Amazon Destrói Livros em Massa para Treinar IA, Aponta Investigação Uma investigação recente do portal 404 Media trouxe à tona uma prática surpreendente: a Amazon estaria comprando e destruindo milhões de livros físicos em larga escala. O objetivo seria extrair

Amazon Destrói Livros em Massa para Treinar IA, Aponta Investigação

Uma investigação recente do portal 404 Media trouxe à tona uma prática surpreendente: a Amazon estaria comprando e destruindo milhões de livros físicos em larga escala. O objetivo seria extrair o conteúdo textual dessas obras para treinar modelos de inteligência artificial (IA).
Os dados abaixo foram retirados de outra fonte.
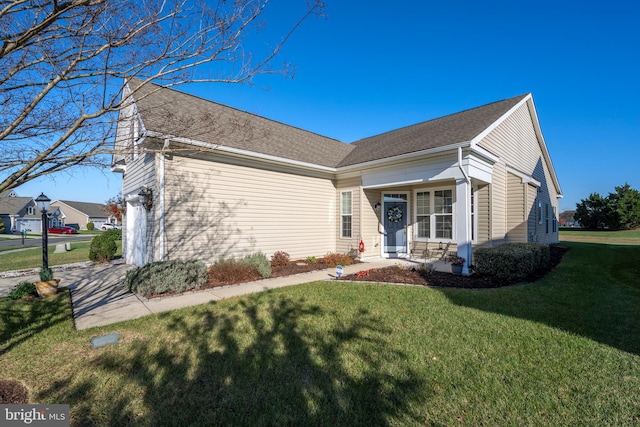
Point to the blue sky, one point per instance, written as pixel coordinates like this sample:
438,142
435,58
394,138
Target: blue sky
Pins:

A descoberta surgiu após um aumento atípico nas vendas de lotes volumosos de livros. Para rastrear o destino dessas aquisições, a equipe do site enviou um dispositivo de rastreamento Apple AirTag oculto em um exemplar. A encomenda, contendo mil livros, foi rastreada até um galpão logístico da Amazon em Las Vegas, nos Estados Unidos.

Segundo relatos de profissionais do local, essa unidade específica, operada pela equipe VGT3, teria como única função processar e converter livros físicos em pacotes de dados digitais. O processo envolve a destruição das lombadas e encadernações para otimizar a digitalização em scanners de alta performance. Conforme informação divulgada pelo 404 Media, a própria identidade visual da equipe, um dinossauro devorando um livro, simula o ato de rasgar e consumir o material.

Por Que Livros Físicos São Preferidos para Treinamento de IA?

A preferência por livros físicos, especialmente aqueles publicados antes de 2022, reside na busca por fontes de linguagem **puramente humana e confiável**. A internet, hoje, já contém uma quantidade significativa de textos gerados por máquinas. Utilizar esses conteúdos para treinar IA pode levar à degradação da capacidade lógica dos modelos de linguagem a longo prazo, comprometendo a qualidade e a originalidade das respostas geradas.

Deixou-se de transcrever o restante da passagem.